Hardi places its 500l clean water tank directly over the axle for stability purposes. This 500l can be additionally diverted into the primary tank if required.
The 4,500l primary tank is flat-bottomed, with no nooks or crannies, leaving the rinse procedure easy.
The manufacturer uses a different steering system to most other brands, in that the whole rear of the sprayer, including the boom and axle, turns together as one instead of just the hubs, similar to the steering system on other sprayers.
This is so that when steering out of a tramline on to the headland, the sprayer boom will remain pulling straight for longer and therefore follow better.
Philip’s sprayer is fitted with a 24m double-folding steel boom, which he feels is stronger built in comparison with the previous sprayer. Hydraulic suspension leaves the sprayer smooth regardless of the terrain, absorbing loads instead of transferring them to the boom.
The boom is fitted with LED lights, which he noted were a super job when spraying at night during hot weather, lighting up every nozzle.
Philip opted for the AutoHeight and AutoTerrain boom management system, which uses ultrasonic sensors to measure and maintain consistent boom height at all times.
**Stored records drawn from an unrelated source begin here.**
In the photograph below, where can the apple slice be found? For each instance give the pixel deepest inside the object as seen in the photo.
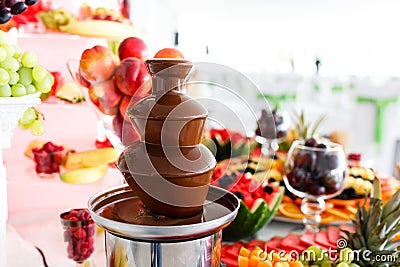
(84, 175)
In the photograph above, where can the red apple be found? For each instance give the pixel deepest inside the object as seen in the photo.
(125, 130)
(126, 102)
(58, 81)
(97, 64)
(132, 47)
(169, 53)
(130, 75)
(105, 96)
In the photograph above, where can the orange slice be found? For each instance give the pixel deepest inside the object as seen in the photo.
(291, 210)
(343, 202)
(340, 213)
(351, 209)
(327, 218)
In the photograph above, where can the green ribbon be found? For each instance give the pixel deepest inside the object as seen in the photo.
(277, 99)
(381, 105)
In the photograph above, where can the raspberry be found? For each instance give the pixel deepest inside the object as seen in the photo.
(79, 238)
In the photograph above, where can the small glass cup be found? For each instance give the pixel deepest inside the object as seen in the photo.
(48, 164)
(79, 230)
(314, 173)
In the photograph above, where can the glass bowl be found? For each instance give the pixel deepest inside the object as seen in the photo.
(110, 103)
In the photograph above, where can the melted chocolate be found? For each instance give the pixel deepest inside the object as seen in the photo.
(132, 210)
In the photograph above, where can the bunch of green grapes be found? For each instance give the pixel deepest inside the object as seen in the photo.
(32, 119)
(20, 75)
(315, 257)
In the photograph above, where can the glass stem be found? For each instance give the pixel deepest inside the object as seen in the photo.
(312, 209)
(269, 148)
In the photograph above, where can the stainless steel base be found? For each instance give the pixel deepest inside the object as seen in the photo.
(203, 252)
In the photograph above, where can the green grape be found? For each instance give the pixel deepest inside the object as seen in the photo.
(46, 84)
(25, 75)
(17, 52)
(346, 255)
(29, 116)
(4, 77)
(3, 54)
(37, 127)
(30, 89)
(4, 38)
(18, 90)
(10, 63)
(29, 59)
(326, 264)
(39, 73)
(10, 50)
(314, 253)
(5, 90)
(23, 126)
(14, 77)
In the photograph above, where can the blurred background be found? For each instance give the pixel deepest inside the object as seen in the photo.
(338, 58)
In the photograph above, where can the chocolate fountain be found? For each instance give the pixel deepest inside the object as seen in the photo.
(168, 214)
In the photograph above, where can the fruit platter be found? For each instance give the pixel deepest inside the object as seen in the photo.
(343, 245)
(241, 161)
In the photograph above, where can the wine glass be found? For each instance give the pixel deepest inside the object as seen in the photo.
(79, 230)
(315, 171)
(110, 105)
(273, 127)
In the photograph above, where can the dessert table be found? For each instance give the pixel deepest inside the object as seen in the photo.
(36, 203)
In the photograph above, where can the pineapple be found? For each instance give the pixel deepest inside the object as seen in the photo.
(306, 130)
(375, 228)
(226, 144)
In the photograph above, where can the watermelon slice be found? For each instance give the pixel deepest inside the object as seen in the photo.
(273, 244)
(308, 238)
(292, 242)
(333, 235)
(249, 221)
(321, 239)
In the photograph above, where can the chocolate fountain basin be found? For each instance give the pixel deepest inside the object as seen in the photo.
(219, 210)
(146, 240)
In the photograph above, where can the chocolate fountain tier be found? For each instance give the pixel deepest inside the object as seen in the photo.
(171, 181)
(172, 119)
(119, 211)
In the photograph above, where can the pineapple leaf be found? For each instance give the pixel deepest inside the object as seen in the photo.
(392, 220)
(378, 233)
(317, 124)
(362, 218)
(391, 234)
(375, 213)
(376, 189)
(391, 205)
(393, 245)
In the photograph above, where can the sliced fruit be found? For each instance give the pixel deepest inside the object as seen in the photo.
(90, 158)
(249, 221)
(291, 210)
(36, 143)
(70, 92)
(342, 214)
(101, 28)
(84, 175)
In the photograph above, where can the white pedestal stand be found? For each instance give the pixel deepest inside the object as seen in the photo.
(11, 109)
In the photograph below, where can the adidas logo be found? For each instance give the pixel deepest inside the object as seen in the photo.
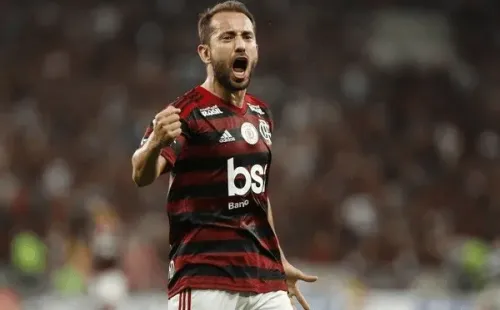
(256, 109)
(210, 111)
(226, 137)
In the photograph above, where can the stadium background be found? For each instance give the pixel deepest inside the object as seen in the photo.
(385, 179)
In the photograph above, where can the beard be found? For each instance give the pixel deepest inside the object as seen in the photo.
(222, 74)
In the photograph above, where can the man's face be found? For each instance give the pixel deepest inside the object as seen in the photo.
(233, 50)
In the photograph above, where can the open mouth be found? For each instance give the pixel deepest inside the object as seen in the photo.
(240, 65)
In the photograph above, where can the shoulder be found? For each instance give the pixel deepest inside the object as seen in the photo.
(258, 106)
(188, 102)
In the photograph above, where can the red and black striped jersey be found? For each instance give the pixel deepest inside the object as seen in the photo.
(217, 202)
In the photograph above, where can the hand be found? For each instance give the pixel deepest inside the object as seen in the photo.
(166, 126)
(292, 276)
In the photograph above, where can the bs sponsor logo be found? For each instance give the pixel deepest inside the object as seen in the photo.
(253, 179)
(238, 205)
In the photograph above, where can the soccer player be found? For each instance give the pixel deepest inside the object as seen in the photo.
(215, 141)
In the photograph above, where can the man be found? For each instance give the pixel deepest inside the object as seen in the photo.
(215, 141)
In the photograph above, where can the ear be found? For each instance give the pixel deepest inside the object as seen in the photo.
(204, 53)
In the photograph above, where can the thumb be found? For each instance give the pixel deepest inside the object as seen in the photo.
(307, 278)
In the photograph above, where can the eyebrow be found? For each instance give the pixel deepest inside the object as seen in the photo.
(233, 32)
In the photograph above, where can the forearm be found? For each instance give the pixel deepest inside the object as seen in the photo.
(145, 163)
(270, 218)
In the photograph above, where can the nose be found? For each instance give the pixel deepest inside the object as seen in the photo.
(239, 45)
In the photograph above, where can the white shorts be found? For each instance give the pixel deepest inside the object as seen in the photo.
(223, 300)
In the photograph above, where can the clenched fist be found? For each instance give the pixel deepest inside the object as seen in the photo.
(166, 126)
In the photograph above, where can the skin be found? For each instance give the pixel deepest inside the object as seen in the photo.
(233, 36)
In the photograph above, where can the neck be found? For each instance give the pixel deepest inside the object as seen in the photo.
(234, 97)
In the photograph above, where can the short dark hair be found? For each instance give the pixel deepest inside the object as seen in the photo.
(204, 22)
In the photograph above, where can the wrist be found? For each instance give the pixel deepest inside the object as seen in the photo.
(154, 144)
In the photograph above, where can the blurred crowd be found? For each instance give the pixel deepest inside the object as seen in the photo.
(386, 146)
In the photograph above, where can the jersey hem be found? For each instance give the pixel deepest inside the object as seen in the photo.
(194, 285)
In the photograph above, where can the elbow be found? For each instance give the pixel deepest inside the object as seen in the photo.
(138, 181)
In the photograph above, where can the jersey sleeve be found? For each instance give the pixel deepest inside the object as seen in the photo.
(172, 152)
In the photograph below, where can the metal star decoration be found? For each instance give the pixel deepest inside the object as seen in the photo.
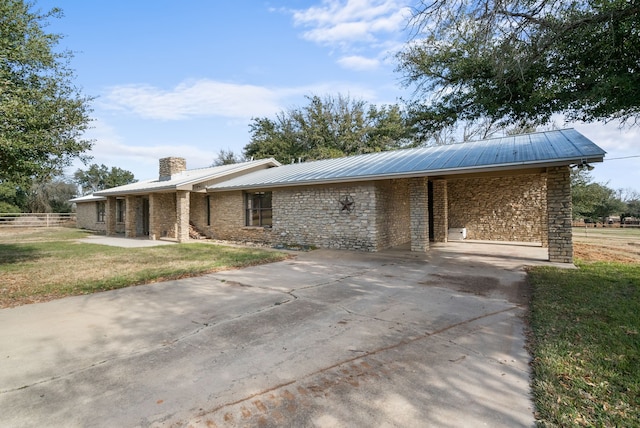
(346, 204)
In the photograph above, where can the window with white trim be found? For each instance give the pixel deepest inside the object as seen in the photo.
(258, 209)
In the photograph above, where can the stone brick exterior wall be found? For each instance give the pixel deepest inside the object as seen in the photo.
(162, 215)
(559, 218)
(511, 208)
(440, 211)
(198, 211)
(315, 216)
(392, 213)
(419, 205)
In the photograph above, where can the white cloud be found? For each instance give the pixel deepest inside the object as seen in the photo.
(194, 98)
(239, 103)
(336, 22)
(360, 63)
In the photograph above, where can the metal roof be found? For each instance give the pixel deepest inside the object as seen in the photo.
(187, 179)
(88, 198)
(550, 148)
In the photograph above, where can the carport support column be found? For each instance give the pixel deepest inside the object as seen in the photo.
(110, 215)
(419, 208)
(440, 211)
(182, 215)
(130, 218)
(154, 220)
(559, 215)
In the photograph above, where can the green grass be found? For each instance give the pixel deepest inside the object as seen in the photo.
(585, 345)
(51, 264)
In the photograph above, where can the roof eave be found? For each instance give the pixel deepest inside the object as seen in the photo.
(440, 172)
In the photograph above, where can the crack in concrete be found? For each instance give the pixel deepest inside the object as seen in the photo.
(363, 354)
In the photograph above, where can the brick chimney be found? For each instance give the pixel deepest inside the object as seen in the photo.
(171, 166)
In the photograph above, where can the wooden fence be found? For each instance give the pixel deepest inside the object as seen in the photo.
(37, 220)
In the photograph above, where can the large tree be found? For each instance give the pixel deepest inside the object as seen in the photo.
(43, 115)
(592, 200)
(100, 177)
(328, 127)
(521, 61)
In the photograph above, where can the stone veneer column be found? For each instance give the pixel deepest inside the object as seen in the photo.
(130, 218)
(154, 222)
(440, 211)
(182, 215)
(559, 215)
(419, 207)
(110, 215)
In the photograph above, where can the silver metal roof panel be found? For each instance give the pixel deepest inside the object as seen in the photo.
(510, 152)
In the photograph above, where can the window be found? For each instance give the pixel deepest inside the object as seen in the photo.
(258, 209)
(120, 210)
(101, 208)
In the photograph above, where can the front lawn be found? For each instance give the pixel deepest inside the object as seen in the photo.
(45, 264)
(585, 345)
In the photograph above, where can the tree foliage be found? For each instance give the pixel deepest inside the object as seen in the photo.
(100, 177)
(521, 61)
(39, 196)
(50, 196)
(227, 157)
(43, 115)
(328, 127)
(593, 201)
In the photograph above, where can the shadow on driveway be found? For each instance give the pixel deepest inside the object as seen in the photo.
(329, 338)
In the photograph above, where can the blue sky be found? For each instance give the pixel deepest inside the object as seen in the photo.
(185, 78)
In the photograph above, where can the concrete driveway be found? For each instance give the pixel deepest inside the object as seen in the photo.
(327, 339)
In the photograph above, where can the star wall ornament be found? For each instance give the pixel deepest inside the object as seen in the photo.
(346, 204)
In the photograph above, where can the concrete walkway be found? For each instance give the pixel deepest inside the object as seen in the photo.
(327, 339)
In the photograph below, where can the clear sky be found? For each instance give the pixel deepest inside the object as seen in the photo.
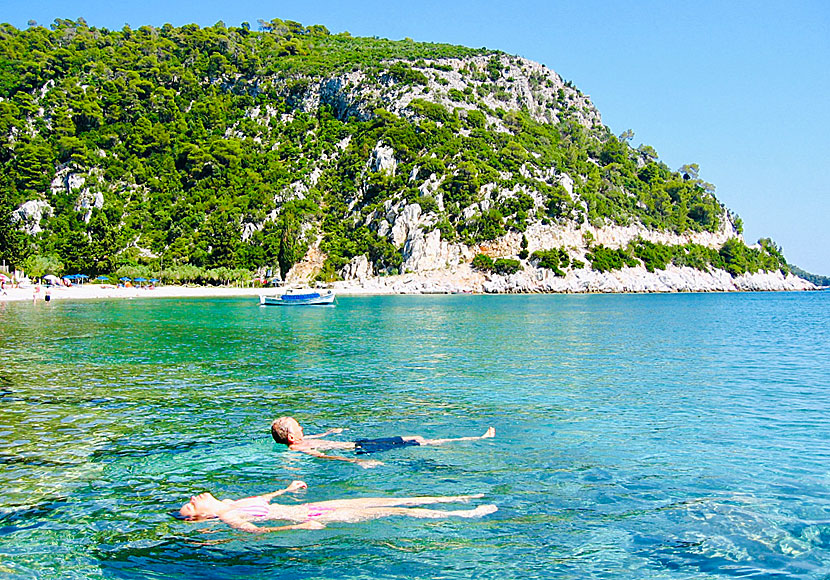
(740, 87)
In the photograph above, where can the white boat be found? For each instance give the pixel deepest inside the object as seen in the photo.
(299, 297)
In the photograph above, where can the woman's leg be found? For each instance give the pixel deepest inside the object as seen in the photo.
(379, 502)
(424, 513)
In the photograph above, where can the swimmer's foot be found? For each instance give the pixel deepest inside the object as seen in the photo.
(480, 511)
(483, 510)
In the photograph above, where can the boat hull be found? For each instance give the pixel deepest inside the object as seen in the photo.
(309, 299)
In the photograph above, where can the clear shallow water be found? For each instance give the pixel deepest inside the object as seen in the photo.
(657, 436)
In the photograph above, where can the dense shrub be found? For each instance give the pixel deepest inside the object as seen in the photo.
(483, 263)
(506, 266)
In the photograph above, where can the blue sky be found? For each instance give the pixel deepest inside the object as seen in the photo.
(739, 87)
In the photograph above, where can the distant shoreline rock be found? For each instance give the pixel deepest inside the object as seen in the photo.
(585, 281)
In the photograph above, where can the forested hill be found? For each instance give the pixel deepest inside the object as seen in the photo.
(181, 151)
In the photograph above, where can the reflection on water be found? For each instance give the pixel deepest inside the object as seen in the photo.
(679, 436)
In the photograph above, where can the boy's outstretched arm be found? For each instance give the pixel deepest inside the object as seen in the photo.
(489, 434)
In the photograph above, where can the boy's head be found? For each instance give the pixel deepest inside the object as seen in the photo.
(286, 430)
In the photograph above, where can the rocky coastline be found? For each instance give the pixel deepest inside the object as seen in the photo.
(464, 279)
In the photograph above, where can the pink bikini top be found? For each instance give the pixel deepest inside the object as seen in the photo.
(260, 509)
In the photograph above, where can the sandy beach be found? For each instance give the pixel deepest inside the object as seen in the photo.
(95, 291)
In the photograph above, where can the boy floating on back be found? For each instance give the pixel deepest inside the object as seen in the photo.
(288, 431)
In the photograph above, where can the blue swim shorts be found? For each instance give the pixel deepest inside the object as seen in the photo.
(383, 444)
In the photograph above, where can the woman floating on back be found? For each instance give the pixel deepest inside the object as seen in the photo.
(314, 516)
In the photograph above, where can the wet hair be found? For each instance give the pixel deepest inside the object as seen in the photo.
(280, 429)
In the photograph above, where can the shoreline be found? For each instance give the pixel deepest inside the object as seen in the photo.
(443, 284)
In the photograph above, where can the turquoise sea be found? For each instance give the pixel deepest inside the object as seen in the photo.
(638, 436)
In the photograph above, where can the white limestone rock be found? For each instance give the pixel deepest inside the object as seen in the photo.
(29, 215)
(359, 268)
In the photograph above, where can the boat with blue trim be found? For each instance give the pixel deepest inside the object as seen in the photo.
(299, 297)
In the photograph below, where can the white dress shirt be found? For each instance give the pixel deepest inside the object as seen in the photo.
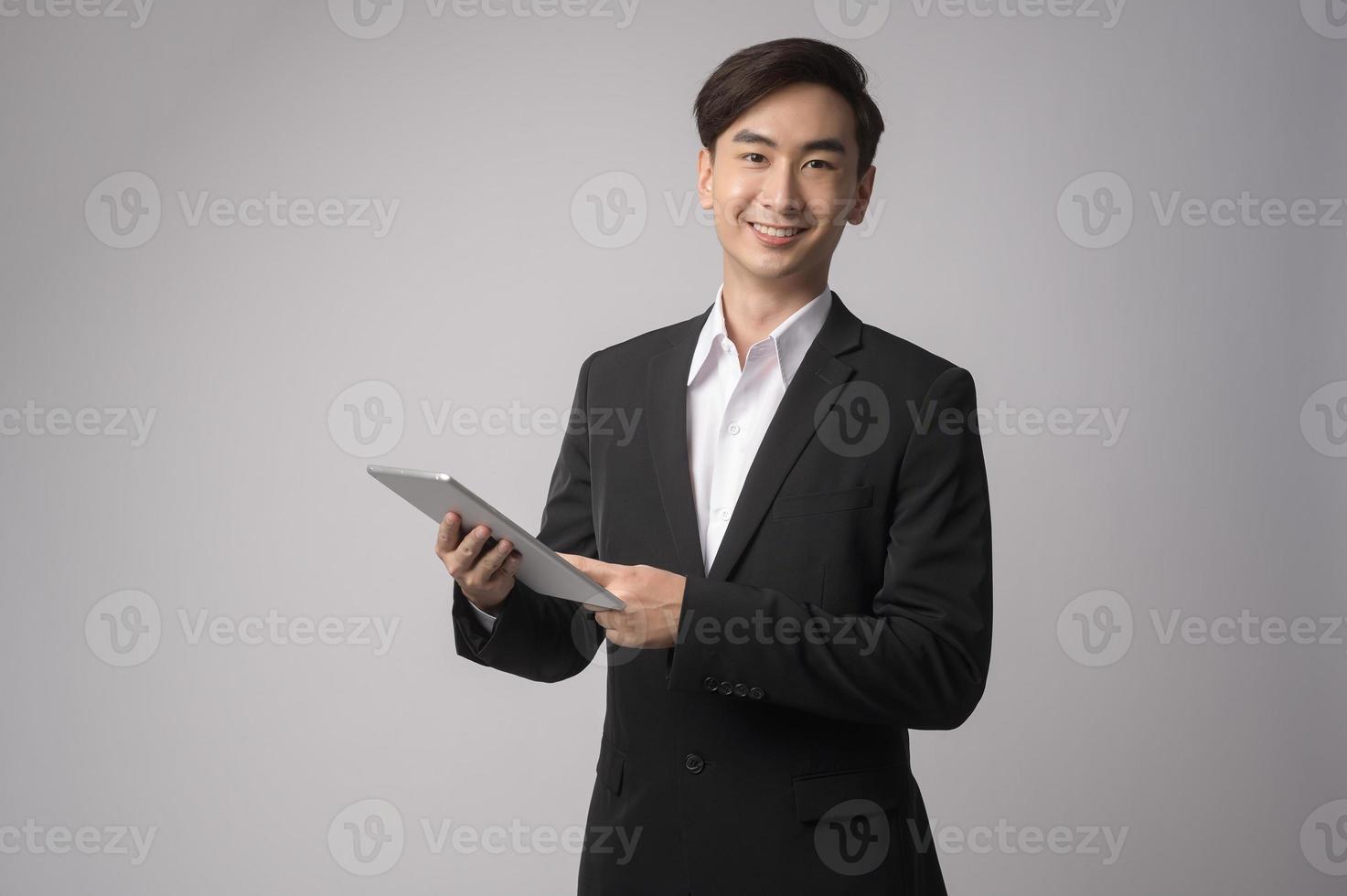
(729, 410)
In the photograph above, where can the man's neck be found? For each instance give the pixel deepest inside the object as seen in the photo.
(754, 307)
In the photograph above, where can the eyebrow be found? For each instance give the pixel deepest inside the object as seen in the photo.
(822, 144)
“This is a great comfort, especially while in potato drills, instead of manually adjusting boom height. The operator’s attention can now be focused elsewhere,” said Philip.
Controls and terminal
The sprayer is IsoBus-controlled. Spraying with a 2000 John Deere 6510 meant the tractor had to be retrofitted with the Hardi/Ag Leader Isobus kit.
Inside the cab is the HC 8600 8.4in terminal, along with the SetBox control box and joystick for boom functions.
All the usual criteria, such as application rates, tank level, boom height, twin fan speed and GPS-related info, is displayed on-screen.
Philip explained how the operating system is very intuitive and easily adapted to, even for his 74-year-old father who does 100% of the spraying still. The automatic agitation feature takes care of the mixing process before spraying commences.
The set box can be used to engage automatic or manual steering, twin-fan speed and air curtain angle, with presets for each.
The joystick controls all the usual boom functions, as well as the manual shutdown of each of the 13 sections.
Nozzles can be grouped depending on the operator’s preferences for automatic section control.
Philip explained how he has his sprayer set up so that out of the 48 nozzles, the three outer nozzles on each side can be shut off individually. The remaining 42 nozzles are split into a further seven sections.
Philip is glad to have availed of the TAMS II grant and upgraded to a higher-tech sprayer.
“The section control alone is a serious advancement and something we wouldn’t do without now, as it removes any guesswork. There are definitely benefits to be gained from using section control, chemical savings and an even crop performance being the two major benefits. Crops are more even as there isn’t any excess application in areas which would typically leading to scorching or lodging.
“Dad still does all of the spraying which is roughly in the region of 3,000 acres annually. So, it was important that we both became familiar with the new cab terminal. It took a few days of spraying. However, we quickly got the gist of it.
“The Twin Force boom is the real standout feature. What is such a simple concept really works well. Taking out the fact coverage is better, having the peace of mind that we can spray on pretty much any day is a serious benefit. Some manufacturers claim to be able to achieve the same results with nozzle technology, but the fact we work away with one nozzle all the time leaves life easier.
“The only downside is the additional cost of the boom, but considering we tend to keep a sprayer for a long number of years leaves it justifiable.
“Our previous sprayer had been on the farm since 2009 and was still working away the best. There was practically no maintenance to the Twin Force system over the years apart from an oil leak.
“With this being our third air-assisted sprayer, I can’t see us moving back to a conventional sprayer given its simplicity and performance,” Philip said.